I really like this idea. I'd like to see more sharing of udfs out in
the open.
What barriers to submission are removed by this move? How does a udf
make it into piggybank now vs. before?
Sent from my iPhone
On Aug 27, 2010, at 3:13 PM, Dmitriy Ryaboy <dvrya...@gmail.com> wrote:
Hi folks, at the last Pig contributor meeting, the piggybank
question was
discussed -- namely, how to make it more easy to contribute to.

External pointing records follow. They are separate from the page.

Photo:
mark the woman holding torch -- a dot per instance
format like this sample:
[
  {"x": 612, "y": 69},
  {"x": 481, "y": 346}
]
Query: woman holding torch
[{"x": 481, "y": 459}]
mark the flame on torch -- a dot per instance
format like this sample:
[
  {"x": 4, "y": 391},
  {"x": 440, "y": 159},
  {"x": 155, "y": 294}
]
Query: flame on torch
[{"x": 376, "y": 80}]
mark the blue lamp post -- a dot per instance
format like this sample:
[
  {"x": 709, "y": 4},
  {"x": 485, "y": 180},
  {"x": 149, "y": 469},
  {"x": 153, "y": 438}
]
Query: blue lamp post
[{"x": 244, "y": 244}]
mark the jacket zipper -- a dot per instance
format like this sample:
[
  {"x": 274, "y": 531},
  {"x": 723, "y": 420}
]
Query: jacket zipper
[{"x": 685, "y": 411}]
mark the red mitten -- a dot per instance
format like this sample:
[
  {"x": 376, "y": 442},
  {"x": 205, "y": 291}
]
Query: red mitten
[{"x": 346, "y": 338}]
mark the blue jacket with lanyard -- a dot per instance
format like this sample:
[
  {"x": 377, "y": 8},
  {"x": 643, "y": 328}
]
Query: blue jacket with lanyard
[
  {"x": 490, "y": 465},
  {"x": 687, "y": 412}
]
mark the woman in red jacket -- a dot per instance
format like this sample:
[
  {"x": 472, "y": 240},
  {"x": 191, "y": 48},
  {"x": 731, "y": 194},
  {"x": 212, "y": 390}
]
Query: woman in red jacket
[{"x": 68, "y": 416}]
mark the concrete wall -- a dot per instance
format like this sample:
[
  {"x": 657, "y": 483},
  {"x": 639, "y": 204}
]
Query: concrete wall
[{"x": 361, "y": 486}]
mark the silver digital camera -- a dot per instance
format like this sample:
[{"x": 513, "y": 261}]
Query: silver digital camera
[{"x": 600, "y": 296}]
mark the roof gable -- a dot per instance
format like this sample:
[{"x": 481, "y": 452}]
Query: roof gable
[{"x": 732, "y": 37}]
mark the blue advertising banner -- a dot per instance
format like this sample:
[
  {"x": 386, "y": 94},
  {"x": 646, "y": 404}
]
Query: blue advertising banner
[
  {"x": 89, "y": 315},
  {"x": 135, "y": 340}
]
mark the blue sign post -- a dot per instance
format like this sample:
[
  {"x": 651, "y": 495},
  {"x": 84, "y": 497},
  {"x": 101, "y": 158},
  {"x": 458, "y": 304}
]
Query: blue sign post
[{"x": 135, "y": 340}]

(by the way, the contributor meetings are generally open to all
comers --
sign up for the pig-dev list if you are interested in that type of
thing).
Here's a section of the notes I sent to Pig-dev that documents the
results
of the piggybank discussion. How do you, as users, feel about this
plan?
Piggybank.
Kevin Weil led a discussion of the piggybank. There are a few
problems with
it -- it's released on the Pig schedule, and has quite a few
barriers to
submission that are, anecdotally at least, preventing people from
contributing. Several options were discussed, with the group finally
settling on starting a community-curated GitHub project for
piggybank. It
will have a number of committers from different companies, and will
aim to
make it easy for folks to contribute (all contribs will still have
to have
tests, and be Apache 2.0-licensed). More details will be forthcoming
as we
figure them out. Initially this project will be seeded with the
current
Piggybank functions some time after 0.8 is branched. The initial
list of
committers Kevin Weil (Twitter), Dmitriy Ryaboy (Twitter), Carl
Steinbach
(Cloudera), and Russel Jurney (LinkedIn). Yahoo will also nominate
someone.
Please send us any thoughts you might have on this subject. It was
suggested
that a lot of common code might be shared with Hive UDFs, which have
the
same problems as Piggybank does, and that perhaps the project can be
another
collaboration point between the projects. Not clear how that would
work,
Carl will talk to other Hive people.